A Texas man was sentenced to 65 years in prison on May 31 after he was convicted on possession of a controlled substance with intent to deliver. The 36-year-old man reportedly had five previous felony convictions, leading him to be charged as a habitual offender. He was sentenced by a jury following 90 minutes of deliberation.

The charges the man was convicted on were identical to federal charges he had pleaded guilty to in 2014. As a result of those federal charges, he was sentenced to 13 years in prison. He was brought from federal prison to Waco for the three-day trial. Although the prosecutors asked that the prison sentence be stacked onto his federal sentence, meaning he would only begin to serve the 65 years once his federal prison term was up, the judge ordered that the sentences be served concurrently.

Initially, the man had been offered a 30-year prison sentence from prosecutors prior to his trial, which he rejected. He is required to serve at least 25 percent of his prison sentence before he is able to seek parole.

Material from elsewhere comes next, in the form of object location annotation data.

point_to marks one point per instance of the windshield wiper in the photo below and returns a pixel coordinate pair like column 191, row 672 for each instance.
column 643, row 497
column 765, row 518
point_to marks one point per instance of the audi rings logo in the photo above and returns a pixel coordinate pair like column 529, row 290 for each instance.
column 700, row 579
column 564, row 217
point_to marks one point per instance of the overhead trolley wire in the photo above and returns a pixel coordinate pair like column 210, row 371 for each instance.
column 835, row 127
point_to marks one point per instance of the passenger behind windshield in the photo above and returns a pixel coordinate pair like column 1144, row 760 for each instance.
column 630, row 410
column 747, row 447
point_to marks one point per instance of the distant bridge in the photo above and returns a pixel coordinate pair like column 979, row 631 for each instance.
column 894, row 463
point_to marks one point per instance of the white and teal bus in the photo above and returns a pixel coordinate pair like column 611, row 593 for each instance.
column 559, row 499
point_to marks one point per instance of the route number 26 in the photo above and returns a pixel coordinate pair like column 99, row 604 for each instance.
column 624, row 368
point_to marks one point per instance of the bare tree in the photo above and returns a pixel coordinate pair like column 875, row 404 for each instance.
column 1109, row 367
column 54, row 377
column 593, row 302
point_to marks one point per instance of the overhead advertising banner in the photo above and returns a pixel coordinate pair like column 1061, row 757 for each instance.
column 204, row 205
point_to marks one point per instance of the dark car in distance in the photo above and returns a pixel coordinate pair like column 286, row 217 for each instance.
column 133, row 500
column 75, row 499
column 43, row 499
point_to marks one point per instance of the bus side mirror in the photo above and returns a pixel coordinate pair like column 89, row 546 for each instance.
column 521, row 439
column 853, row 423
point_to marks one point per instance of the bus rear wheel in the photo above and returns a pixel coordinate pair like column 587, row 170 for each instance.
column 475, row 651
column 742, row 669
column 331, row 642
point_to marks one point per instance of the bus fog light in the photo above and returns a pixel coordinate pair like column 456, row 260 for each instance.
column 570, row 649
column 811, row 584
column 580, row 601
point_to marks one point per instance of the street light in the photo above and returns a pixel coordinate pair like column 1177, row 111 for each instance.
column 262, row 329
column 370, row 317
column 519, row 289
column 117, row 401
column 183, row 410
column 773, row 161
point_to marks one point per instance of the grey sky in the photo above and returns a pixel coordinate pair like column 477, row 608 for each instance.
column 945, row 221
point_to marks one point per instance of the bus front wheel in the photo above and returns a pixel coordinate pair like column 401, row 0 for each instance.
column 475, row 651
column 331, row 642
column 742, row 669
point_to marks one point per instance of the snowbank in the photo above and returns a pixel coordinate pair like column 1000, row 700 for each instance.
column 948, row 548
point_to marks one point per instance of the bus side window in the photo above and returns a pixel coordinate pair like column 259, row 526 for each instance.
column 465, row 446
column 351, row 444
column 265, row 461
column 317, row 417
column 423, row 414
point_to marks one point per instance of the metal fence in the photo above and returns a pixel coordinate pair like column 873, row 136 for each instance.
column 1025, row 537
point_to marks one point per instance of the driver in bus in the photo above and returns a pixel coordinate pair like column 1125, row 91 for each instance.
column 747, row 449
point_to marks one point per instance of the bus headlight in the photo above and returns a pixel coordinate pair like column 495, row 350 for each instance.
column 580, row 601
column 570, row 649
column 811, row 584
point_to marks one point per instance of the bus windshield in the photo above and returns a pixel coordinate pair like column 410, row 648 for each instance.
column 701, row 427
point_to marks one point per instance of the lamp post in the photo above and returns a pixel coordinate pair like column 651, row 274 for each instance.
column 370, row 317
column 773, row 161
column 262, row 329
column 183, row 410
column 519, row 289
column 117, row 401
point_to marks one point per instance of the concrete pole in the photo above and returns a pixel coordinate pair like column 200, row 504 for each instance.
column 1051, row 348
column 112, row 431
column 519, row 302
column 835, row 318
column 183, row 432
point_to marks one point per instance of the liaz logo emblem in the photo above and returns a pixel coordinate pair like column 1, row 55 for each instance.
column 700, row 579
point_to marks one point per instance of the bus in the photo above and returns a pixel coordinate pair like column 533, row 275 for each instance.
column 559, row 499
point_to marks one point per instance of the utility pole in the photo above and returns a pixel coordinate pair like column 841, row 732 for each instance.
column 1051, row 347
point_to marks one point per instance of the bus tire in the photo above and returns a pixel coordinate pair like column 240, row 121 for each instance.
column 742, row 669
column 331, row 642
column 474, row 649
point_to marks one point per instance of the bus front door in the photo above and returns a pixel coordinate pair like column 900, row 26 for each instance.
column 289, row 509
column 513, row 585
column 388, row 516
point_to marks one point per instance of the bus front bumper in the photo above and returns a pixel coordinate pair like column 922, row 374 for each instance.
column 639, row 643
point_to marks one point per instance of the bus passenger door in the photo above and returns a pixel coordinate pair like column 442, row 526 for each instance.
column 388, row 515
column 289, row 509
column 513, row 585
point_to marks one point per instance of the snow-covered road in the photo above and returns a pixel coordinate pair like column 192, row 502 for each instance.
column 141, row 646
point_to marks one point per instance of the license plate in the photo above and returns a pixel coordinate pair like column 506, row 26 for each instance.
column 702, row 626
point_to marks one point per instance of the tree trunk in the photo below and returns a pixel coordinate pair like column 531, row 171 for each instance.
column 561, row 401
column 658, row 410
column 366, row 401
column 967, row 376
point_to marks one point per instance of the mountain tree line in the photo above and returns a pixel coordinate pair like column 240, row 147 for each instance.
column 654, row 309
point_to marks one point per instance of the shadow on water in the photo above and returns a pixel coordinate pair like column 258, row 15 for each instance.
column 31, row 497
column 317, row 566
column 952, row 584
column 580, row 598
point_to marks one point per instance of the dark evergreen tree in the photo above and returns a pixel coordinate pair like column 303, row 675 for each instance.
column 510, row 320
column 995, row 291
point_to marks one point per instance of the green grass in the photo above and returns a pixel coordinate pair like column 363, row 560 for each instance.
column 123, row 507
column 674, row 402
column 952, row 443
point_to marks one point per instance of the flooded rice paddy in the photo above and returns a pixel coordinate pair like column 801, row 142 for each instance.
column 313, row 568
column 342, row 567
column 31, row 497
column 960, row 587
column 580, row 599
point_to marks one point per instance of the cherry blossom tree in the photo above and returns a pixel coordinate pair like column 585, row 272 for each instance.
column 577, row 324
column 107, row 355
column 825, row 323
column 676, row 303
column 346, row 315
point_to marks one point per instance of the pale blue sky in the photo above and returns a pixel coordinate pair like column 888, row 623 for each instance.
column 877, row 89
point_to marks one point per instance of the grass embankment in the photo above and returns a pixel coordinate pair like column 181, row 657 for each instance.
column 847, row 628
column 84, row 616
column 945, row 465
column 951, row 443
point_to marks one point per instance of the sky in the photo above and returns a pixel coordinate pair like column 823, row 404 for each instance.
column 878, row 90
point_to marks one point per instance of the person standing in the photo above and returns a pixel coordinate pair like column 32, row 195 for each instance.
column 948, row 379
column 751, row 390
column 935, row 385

In Texas, a person can be charged as a habitual offender. This can result in consequences that are far more severe than for a first or second offense. A criminal law attorney may investigate the case behind a drug charge to determine whether authorities followed proper procedures throughout their investigation and when they took the person into custody. Depending on the circumstances of the case, the attorney may challenge evidence that the prosecution presents. This might mean working to have certain evidence deemed inadmissible by the court and thus unusable by the prosecution.